遥か星羅征く蒼き舟よ

サヨナキドリ

第1話 星降る夜明けに

「少し、いいか?」

「イノ?どうしたの?私もいまパネルを敷き終わったところだけど」


 俺の問いかけにセカは額の汗を拭きながら応じた。今日は地球人が総出で光発電パネルを敷き詰める日だった。汗をかくほどの肉体労働をするなんて、何世代ぶりなんだろうか?


 セカは俺の幼なじみだった。この広い星の、狭い世界で、俺とずっと一緒に生きてきた女の子だった。


「今日の夜、一緒にいられないか?」

「今日の夜って、ええっ!?いや、『夜明け』だよ!?なんで私と!?」


 目を丸くして驚くセカ。俺は、ゆっくりと、何日も考えてきた言葉たちを選びながら言う。


「夜が明けた時に、最初に見えるのがセカだったらいいって、そう思ったんだ」


 セカは頬をかきながら大声で笑った。


「あはは!イノってば、それじゃまるっきり愛の告白だよ」

「……ごめん」


 俺が謝るとセカの眉が少し下がった。セカが何か言おうと息を吸ったが、その前に俺の言葉が割り込んだ。

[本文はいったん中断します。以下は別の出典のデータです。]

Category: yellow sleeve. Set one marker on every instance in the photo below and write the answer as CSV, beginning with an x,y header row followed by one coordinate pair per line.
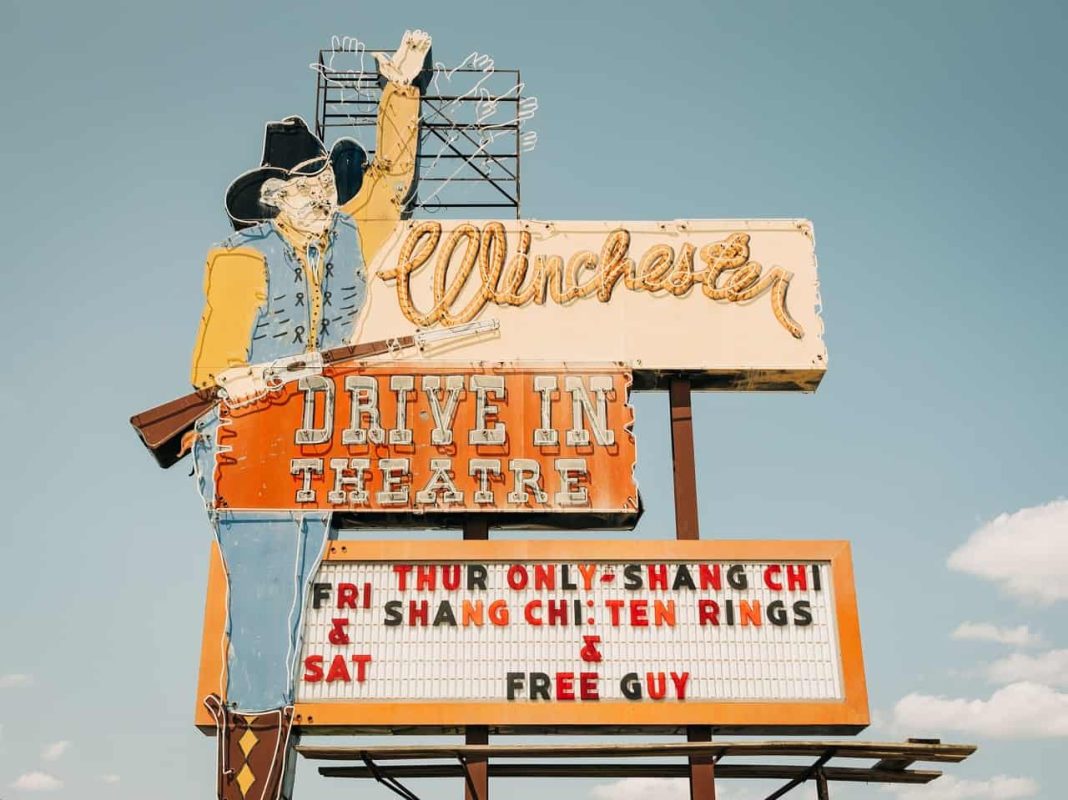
x,y
390,178
235,286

「俺もいろいろ考えたけど、それ以外の意味の言葉にならなかった」


 もう一度、セカは目を丸くした。口を両手で覆って、それから何かが崩れるように涙が溢れ出した。そんなセカを俺は抱き寄せた。


「一緒に夜明けを見よう」




 夜は暗いし、ひどく寒い。


「……お待たせ」


 アルミニウム製のコートを羽織ったセカが家から出てきた。俯き加減で、いつもほどの元気はない。俺は黙ってセカの手を握った。セカがビクッと肩を震わせる。


「行こうか」


 そう言って俺はセカの手を引いた。


 とはいえ、行き先は空さえ見えるならどこでもよかった。


「昔はさ」

「うん?」


 目星をつけていた、小高い丘の上。手ごろな岩に腰を下ろすとセカが話し始めた。


「寒いときに息を吐くと、息が白くなったんだって」

「なんで?」

「息には水蒸気が含まれているから。それが冷やされて凝集して」

「じゃあ、いまは水蒸気が含まれなくなったのか。」


 そう答えると、セカは黙って空を見上げた。俺もそれにならう。離れていても心音が聞こえるような沈黙が俺たちの間に流れた。黙って、同じ空を見て、同じことを考えている。待ち望んでいるのだ。『夜明け』を。きっと、この地球にいるすべての人が同じだろうけれど、俺の一番近くにいるのはセカだった。


「きた」


 小さな声でセカが言った。その声で、今みたものが本当だと分かった。空の頂上から一筋に流れる星、流れ星。空はわずかな沈黙のあと、またひとつ星を落とした。ひとつ、ふたつ、瞬きする間も無く数がふえ、流星が天球と視界を真白に埋め尽くした。まるで星が降る音が聞こえるようだった。


「おおっ!」


 思わず俺は立ち上がっていた。自然と口角が上がる。眩んだ視界が意味を取り戻すころ、引き寄せられるように俺は隣を見ていた。そして、セカと視線が交わって、俺は自分の選択が間違っていなかったことを知った。10年ぶりの天然の白色光の下で見るセカは、何よりも美しかった。



 地球が迎えた仮初の夜明け、絶え間なく降り注ぐ小惑星が照らし出す『カイパーの朝』。地球は、エッジワース・カイパーベルトに突入したのだった。年老いた、母なる太陽を見捨て、第三宇宙速度で地球が航行を始めてから、10年が経ったころのことだった。